Entrevistas

Um retorno às memórias em Bolhas de Sabão, de Cláudia Neves

“A Cláudia de hoje reencontrou a menina que queria ser poeta, e colocar em prática o exercício da escrita e a atenção às miudezas (passadas e presentes) é a forma que encontrei de mantê-la viva em mim.”
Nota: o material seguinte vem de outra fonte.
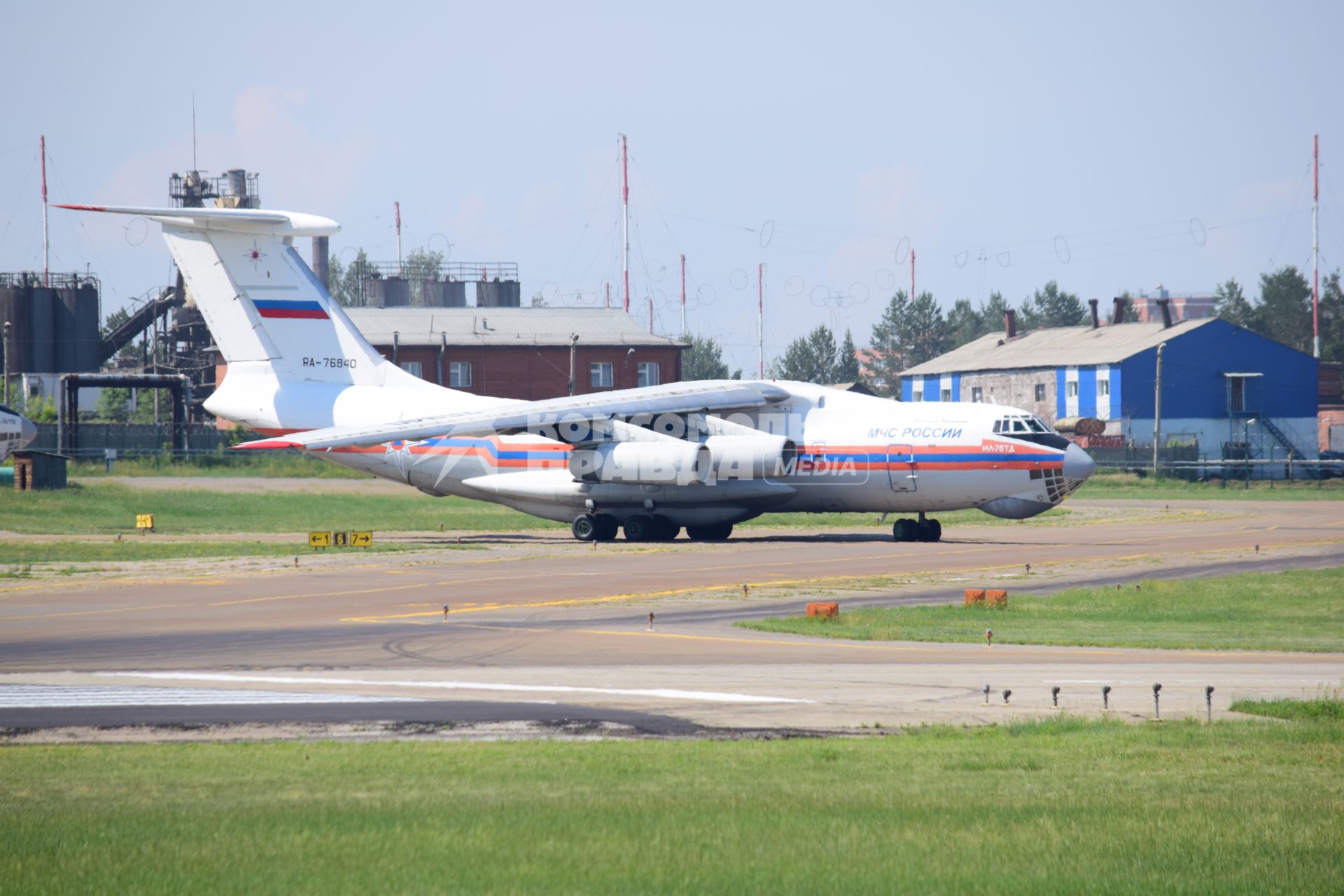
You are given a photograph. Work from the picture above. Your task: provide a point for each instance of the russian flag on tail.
(290, 308)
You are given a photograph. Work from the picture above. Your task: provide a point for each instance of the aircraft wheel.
(714, 532)
(640, 528)
(585, 527)
(905, 530)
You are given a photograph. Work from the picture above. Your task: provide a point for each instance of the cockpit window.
(1022, 425)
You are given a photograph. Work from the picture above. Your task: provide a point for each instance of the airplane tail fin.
(265, 308)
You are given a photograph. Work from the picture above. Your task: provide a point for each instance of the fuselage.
(855, 453)
(15, 431)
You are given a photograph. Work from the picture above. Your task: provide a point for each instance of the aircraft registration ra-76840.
(651, 461)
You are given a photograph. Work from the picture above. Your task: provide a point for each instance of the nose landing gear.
(921, 530)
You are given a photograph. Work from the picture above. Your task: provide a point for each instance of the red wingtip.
(268, 444)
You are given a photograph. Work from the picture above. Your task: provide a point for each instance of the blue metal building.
(1222, 387)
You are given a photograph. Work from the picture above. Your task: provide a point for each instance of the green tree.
(704, 360)
(1284, 311)
(1051, 308)
(992, 312)
(1332, 318)
(113, 405)
(890, 344)
(1230, 304)
(343, 282)
(847, 365)
(927, 330)
(964, 323)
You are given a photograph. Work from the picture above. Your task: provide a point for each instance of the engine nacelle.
(664, 463)
(752, 457)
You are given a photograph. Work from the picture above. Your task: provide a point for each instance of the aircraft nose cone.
(1078, 464)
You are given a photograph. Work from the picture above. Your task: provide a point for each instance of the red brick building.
(519, 352)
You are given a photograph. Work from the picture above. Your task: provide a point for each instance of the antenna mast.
(46, 245)
(683, 295)
(625, 230)
(1316, 246)
(761, 320)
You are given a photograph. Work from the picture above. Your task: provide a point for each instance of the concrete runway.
(540, 621)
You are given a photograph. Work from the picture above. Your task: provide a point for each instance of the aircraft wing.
(714, 397)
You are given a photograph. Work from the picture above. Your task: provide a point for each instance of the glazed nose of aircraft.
(1078, 464)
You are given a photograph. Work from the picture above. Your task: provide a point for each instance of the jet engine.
(664, 463)
(750, 457)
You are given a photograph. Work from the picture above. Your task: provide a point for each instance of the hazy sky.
(1008, 144)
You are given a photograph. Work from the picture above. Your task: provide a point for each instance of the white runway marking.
(45, 696)
(668, 694)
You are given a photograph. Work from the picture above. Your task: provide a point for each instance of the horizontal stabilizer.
(245, 220)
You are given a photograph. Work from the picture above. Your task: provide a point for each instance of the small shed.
(35, 470)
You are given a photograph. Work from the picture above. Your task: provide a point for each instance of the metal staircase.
(1282, 438)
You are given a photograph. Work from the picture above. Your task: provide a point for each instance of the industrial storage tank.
(388, 292)
(499, 293)
(15, 307)
(444, 293)
(42, 330)
(76, 316)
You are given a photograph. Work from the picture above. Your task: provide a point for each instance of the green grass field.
(225, 464)
(1298, 610)
(1063, 806)
(1126, 485)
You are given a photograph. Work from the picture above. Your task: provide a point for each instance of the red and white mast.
(625, 232)
(761, 320)
(1316, 246)
(683, 295)
(911, 274)
(46, 245)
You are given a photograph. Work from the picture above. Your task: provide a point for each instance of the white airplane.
(704, 456)
(17, 431)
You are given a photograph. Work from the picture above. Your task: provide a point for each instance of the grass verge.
(1294, 610)
(112, 507)
(1322, 708)
(1126, 485)
(1062, 806)
(134, 550)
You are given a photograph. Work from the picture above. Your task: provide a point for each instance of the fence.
(134, 440)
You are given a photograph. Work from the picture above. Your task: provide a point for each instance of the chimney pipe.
(1166, 305)
(1120, 311)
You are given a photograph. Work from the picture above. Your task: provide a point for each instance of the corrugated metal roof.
(503, 327)
(1056, 347)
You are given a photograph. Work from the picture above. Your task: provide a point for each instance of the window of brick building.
(600, 374)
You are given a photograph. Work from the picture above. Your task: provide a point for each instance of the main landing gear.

O Exercício de revisitar as nossas memórias pode ser um processo poético e doloroso, ao mesmo tempo que nos coloca diante de um espelho no qual vemos a vida ir passando enquanto nosso reflexo modifica-se para dar lugar ao nosso eu atual, que é a reunião de todos os “eus” que já fomos e dos que ainda seremos ao longo dessa aventura que é a vida. Experimenta-se, nesse processo, um pouco de tudo e, principalmente, o medo de pisar em solos sensíveis da nossa vida e que ainda machucam nossos pés, mesmo que já tenhamos aprendido a andar sobre eles.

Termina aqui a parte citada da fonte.